In a Supreme Court hearing held yesterday against the amendment to the Infiltration Law, the state made an announcement shrouded in mystery that Israel had reached an agreement with a third state that will accept Eritrean citizens currently living in Israel. It also said that there were ongoing advanced-stage talks with two additional countries that will be used as way stations for Sudanese citizens. It appears that not just the judges and the petitioners were surprised to hear about the old-new initiative; Foreign Ministry officials also didn’t have any details to transmit.

The international convention relating to the Status of Refugees, of which Israel is a signatory but does all it can to skirt, states that while it is permissible to transfer refugees who reached one country to another country, there is also a list of conditions that must be met to make this step possible. Among the conditions are: recognition of the people as refugees, the consent of these people ‏(true consent, it’s worth saying, not the kind achieved retroactively or while they are still imprisoned‏), an assurance that the new country will protect their human rights, and an additional assurance that the refugee status in the receiving country will come to an end.

The way the state has dealt with refugees and labor migrants from Africa until now indicates that it is doubtful these conditions and limitations will be respected. To the contrary, Israel doesn’t recognize these people as refugees. And just several months ago it admitted that it had returned, by way of a third country, more than 1,000 Sudanese citizens back to Sudan − which has vowed to punish any citizen who had been in Israel.

During the court hearing yesterday, it became apparent that a much larger number, some 2,100 people, were returned in this manner. Several hundred of them were in prison facilities when they were removed from Israel without any check of their personal background. What was the fate of these people? State Prosecutor Yochi Gnessin responded in the High Court of Justice that “nothing happened to them,” but she didn’t reveal a single additional detail. Whoever believes that these people were returned of their own will to Sudan is welcome to continue believing in the state’s attempt to lull and soothe. Our hands haven’t spilled this blood.

The assurance that a third state will accept African citizens that came to Israel isn’t new. In recent years the state has reported to the courts a number of times of impending agreements like this. For example, in January 2011 the High Court ruled on a petition filed by human rights and refugee aid organizations requesting that asylum seekers be provided with work permits. The state prosecutor stated then: “Efforts are being made to find target countries to which it will be possible to ... expel those who belong to this group,” it says in the court ruling.

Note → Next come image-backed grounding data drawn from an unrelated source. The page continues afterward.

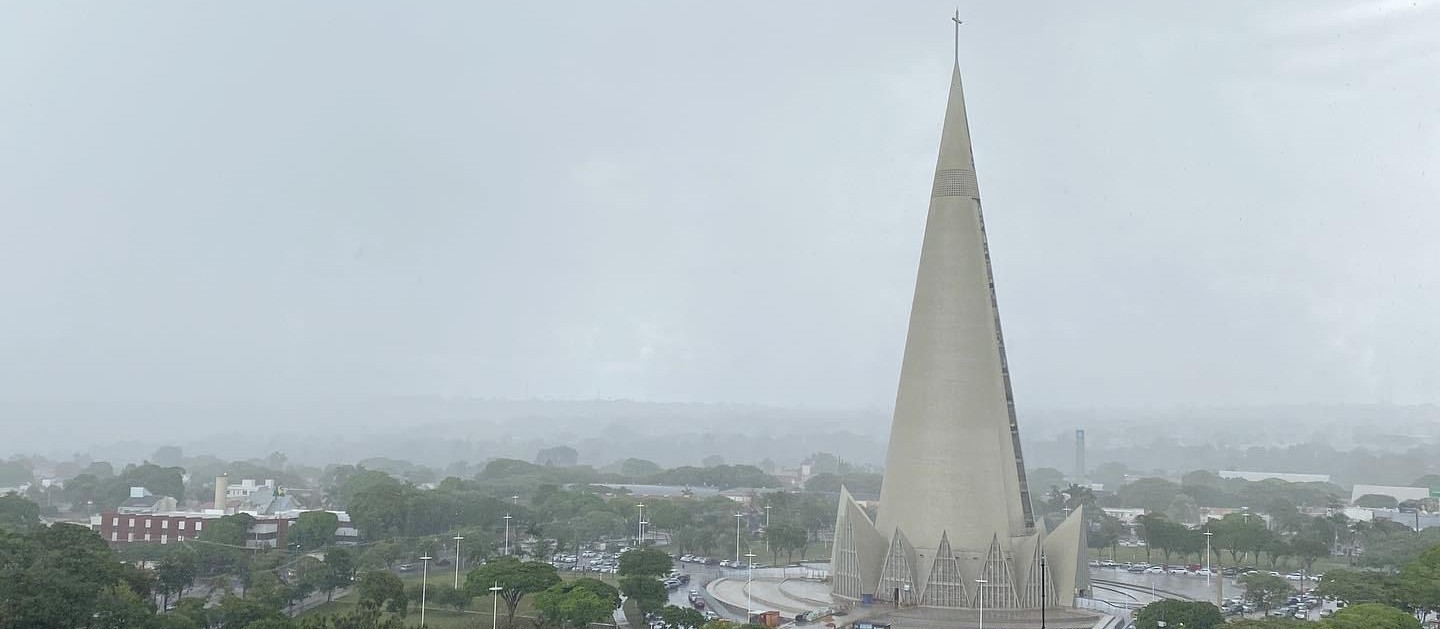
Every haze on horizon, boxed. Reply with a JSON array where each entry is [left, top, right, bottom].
[[2, 2, 1438, 451]]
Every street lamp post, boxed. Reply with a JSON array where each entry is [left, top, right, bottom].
[[489, 583, 503, 629], [1040, 552, 1047, 629], [504, 514, 513, 556], [1203, 529, 1213, 586], [975, 578, 988, 629], [640, 520, 649, 548], [734, 513, 744, 565], [636, 503, 645, 546], [419, 555, 433, 628], [764, 505, 772, 555], [453, 535, 465, 588], [745, 551, 757, 620]]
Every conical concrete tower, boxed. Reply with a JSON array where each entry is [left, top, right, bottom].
[[830, 58, 1088, 611]]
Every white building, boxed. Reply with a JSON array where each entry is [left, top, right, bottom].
[[1350, 484, 1431, 504], [1218, 471, 1332, 483]]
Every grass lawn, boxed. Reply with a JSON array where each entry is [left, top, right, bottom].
[[302, 599, 503, 629], [301, 570, 621, 628]]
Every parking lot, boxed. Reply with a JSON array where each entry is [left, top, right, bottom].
[[1090, 561, 1335, 621]]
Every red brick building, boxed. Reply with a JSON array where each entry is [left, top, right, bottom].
[[92, 511, 293, 547]]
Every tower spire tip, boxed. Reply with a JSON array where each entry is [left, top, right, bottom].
[[950, 9, 963, 65]]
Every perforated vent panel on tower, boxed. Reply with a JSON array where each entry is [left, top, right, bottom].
[[931, 168, 979, 198]]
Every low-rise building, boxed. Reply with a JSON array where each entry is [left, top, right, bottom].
[[90, 508, 357, 548], [116, 487, 178, 514], [1101, 508, 1146, 525], [1351, 484, 1432, 505], [1218, 470, 1332, 483]]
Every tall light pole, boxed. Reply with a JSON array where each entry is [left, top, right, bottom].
[[640, 520, 649, 547], [745, 551, 757, 620], [504, 514, 513, 556], [453, 535, 465, 588], [1040, 552, 1047, 629], [764, 505, 772, 556], [1203, 529, 1214, 587], [636, 503, 645, 546], [419, 555, 433, 628], [734, 513, 744, 565], [975, 578, 988, 629], [489, 583, 503, 629]]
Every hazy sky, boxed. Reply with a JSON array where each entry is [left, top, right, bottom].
[[2, 1, 1437, 415]]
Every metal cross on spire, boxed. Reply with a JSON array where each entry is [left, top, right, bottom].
[[951, 9, 963, 64]]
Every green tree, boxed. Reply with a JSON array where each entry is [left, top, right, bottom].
[[764, 523, 808, 564], [620, 575, 668, 614], [1116, 478, 1183, 513], [618, 547, 673, 577], [534, 587, 614, 628], [299, 607, 405, 629], [464, 556, 561, 627], [156, 550, 199, 610], [1133, 600, 1224, 629], [1290, 534, 1330, 572], [0, 493, 41, 532], [244, 619, 296, 629], [0, 461, 33, 486], [355, 570, 408, 616], [619, 458, 662, 478], [0, 523, 120, 628], [1211, 512, 1268, 565], [1322, 602, 1420, 629], [344, 473, 407, 540], [321, 548, 356, 602], [213, 594, 288, 629], [1314, 568, 1392, 604], [291, 557, 328, 611], [289, 511, 340, 551], [1027, 468, 1066, 495], [656, 605, 706, 629], [1239, 572, 1295, 610], [427, 583, 472, 612], [1227, 619, 1309, 628], [92, 583, 160, 629], [196, 513, 256, 575], [534, 446, 579, 467], [1396, 544, 1440, 617], [1356, 494, 1400, 509], [361, 541, 404, 570]]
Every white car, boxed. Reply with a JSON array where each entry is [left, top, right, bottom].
[[1144, 566, 1164, 574]]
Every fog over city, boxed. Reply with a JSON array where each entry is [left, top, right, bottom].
[[3, 2, 1438, 467]]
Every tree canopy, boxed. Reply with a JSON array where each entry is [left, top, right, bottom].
[[465, 556, 561, 626], [1133, 600, 1224, 629]]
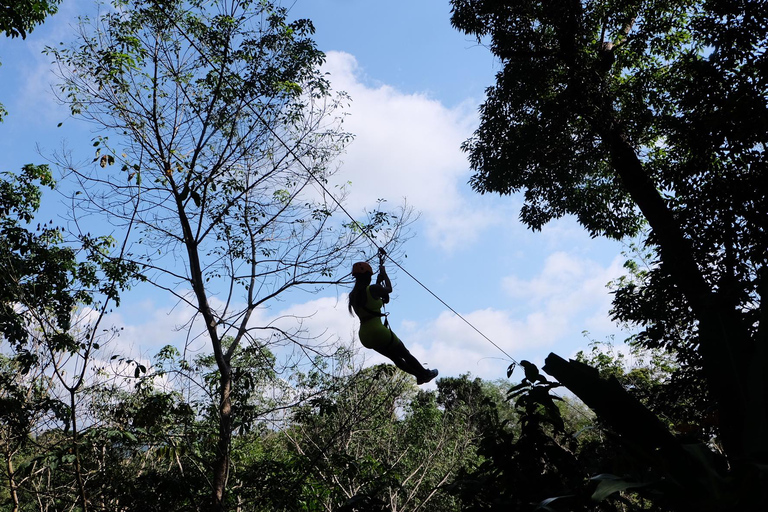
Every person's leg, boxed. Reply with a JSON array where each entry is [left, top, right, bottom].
[[363, 326, 438, 383], [391, 344, 429, 377], [379, 351, 417, 375], [375, 336, 428, 378], [388, 340, 438, 384]]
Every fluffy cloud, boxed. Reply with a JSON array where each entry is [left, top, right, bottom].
[[105, 291, 360, 365], [104, 297, 203, 359], [501, 251, 626, 342], [2, 0, 83, 126], [369, 250, 628, 382], [322, 51, 501, 250], [395, 308, 531, 382]]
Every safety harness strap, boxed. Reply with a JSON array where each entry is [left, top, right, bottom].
[[360, 305, 389, 328]]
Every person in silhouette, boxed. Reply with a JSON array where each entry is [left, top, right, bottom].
[[348, 258, 438, 385]]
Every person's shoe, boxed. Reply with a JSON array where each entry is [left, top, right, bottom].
[[417, 369, 438, 385]]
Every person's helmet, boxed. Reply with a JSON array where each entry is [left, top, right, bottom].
[[351, 261, 373, 276]]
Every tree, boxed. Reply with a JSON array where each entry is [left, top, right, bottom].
[[54, 341, 284, 512], [0, 165, 138, 511], [0, 353, 61, 512], [49, 0, 408, 509], [451, 0, 768, 508], [577, 336, 713, 441], [0, 0, 60, 39], [278, 368, 501, 511], [445, 362, 598, 511]]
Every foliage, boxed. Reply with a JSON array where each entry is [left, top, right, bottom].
[[0, 166, 137, 368], [0, 166, 140, 512], [72, 342, 283, 512], [447, 360, 680, 511], [1, 165, 70, 362], [451, 0, 768, 508], [576, 339, 714, 443], [448, 362, 578, 511], [0, 0, 60, 39], [252, 369, 509, 511], [3, 331, 545, 512]]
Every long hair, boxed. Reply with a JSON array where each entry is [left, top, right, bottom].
[[348, 274, 371, 316]]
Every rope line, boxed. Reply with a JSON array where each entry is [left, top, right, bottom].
[[283, 161, 518, 362], [227, 66, 603, 428], [251, 109, 519, 364], [162, 10, 518, 363], [383, 259, 517, 363]]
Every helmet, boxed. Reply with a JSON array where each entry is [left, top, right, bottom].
[[351, 261, 373, 276]]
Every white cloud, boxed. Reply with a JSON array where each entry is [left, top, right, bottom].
[[104, 291, 360, 367], [384, 308, 541, 386], [332, 250, 627, 383], [501, 251, 625, 340], [104, 297, 202, 359], [253, 294, 358, 349], [322, 51, 500, 251], [49, 47, 629, 386], [101, 289, 512, 386]]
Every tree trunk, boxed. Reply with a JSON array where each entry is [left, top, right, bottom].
[[5, 445, 20, 512], [543, 353, 733, 510], [212, 365, 233, 512], [174, 189, 236, 511], [70, 390, 89, 512], [597, 121, 764, 462]]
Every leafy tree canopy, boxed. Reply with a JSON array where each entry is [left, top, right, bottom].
[[47, 0, 409, 508], [0, 165, 137, 366], [451, 0, 768, 508], [452, 0, 767, 242], [1, 0, 60, 39]]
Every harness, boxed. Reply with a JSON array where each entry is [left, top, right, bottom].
[[356, 299, 395, 349], [357, 249, 395, 347], [360, 303, 390, 329]]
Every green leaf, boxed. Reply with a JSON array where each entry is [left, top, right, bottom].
[[507, 382, 528, 394], [590, 474, 648, 502], [535, 496, 574, 511]]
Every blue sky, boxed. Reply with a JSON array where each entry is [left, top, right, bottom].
[[0, 0, 631, 384]]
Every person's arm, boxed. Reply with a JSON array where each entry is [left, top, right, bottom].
[[369, 265, 392, 302], [376, 265, 392, 293]]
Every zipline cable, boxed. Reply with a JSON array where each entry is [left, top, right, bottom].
[[382, 257, 517, 363], [162, 10, 520, 364], [222, 71, 605, 428], [251, 108, 519, 365]]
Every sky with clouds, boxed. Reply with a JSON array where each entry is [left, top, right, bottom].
[[0, 0, 633, 386]]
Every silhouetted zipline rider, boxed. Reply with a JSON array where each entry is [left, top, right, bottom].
[[348, 248, 438, 385]]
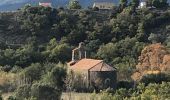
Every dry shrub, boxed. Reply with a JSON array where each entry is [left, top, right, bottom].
[[0, 71, 17, 92]]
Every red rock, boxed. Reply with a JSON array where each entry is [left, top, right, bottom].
[[132, 43, 170, 81]]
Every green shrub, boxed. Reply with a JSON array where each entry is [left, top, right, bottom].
[[7, 96, 17, 100], [30, 83, 61, 100], [140, 73, 170, 84], [0, 95, 2, 100], [68, 0, 81, 9], [41, 63, 67, 89], [19, 63, 43, 83], [15, 84, 31, 100], [14, 83, 62, 100], [92, 82, 170, 100]]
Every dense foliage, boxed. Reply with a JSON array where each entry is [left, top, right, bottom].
[[0, 1, 170, 99], [92, 82, 170, 100], [69, 0, 82, 9], [13, 63, 66, 100]]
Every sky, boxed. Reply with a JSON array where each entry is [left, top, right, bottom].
[[0, 0, 169, 11], [0, 0, 28, 6], [0, 0, 94, 8]]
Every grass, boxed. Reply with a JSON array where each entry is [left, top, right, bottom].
[[2, 92, 13, 100], [61, 92, 101, 100], [0, 71, 16, 86]]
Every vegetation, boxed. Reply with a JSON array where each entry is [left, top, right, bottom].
[[0, 1, 170, 99], [69, 0, 81, 9], [91, 82, 170, 100]]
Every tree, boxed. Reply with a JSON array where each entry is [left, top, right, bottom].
[[97, 43, 118, 62], [152, 0, 168, 8], [131, 0, 139, 12], [160, 0, 169, 7], [152, 0, 161, 8], [15, 63, 66, 100], [41, 64, 67, 90], [85, 39, 101, 58], [136, 22, 147, 41], [0, 95, 2, 100], [148, 33, 159, 43], [19, 63, 43, 83], [140, 73, 170, 85], [30, 83, 61, 100], [19, 6, 54, 36], [15, 83, 62, 100], [69, 0, 81, 9], [119, 0, 128, 11], [43, 38, 71, 63], [131, 0, 140, 8]]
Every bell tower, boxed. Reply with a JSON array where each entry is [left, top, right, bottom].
[[72, 42, 86, 61]]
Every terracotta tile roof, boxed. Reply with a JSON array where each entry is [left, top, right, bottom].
[[90, 63, 116, 71], [39, 2, 52, 7], [68, 58, 116, 71]]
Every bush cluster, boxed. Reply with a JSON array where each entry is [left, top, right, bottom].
[[92, 82, 170, 100]]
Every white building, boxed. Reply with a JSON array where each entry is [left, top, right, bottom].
[[39, 2, 52, 7], [93, 2, 114, 9]]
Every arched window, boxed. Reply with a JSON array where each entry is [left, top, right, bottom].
[[104, 78, 111, 88]]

In December 2012, the High Court held a hearing on another petition regarding the Interior Ministry’s policy to arrest indefinitely − also on the basis of the Infiltration Prevention Law − those who were suspects in criminal case, but without there having been any public interest in bringing them to judgment. “It has been claimed that despite the ‘no deportation’ policy for Eritrean nationals, there exists a course for deportation to third countries, and it is not necessary ‏(to release the woman prisoner‏) because it won’t be possible to deport the appellant to another country.” Sanait Tesfauneh, an Eritrean citizen who was the focus of this appeal, was arrested in August 2012. She remains under arrest today.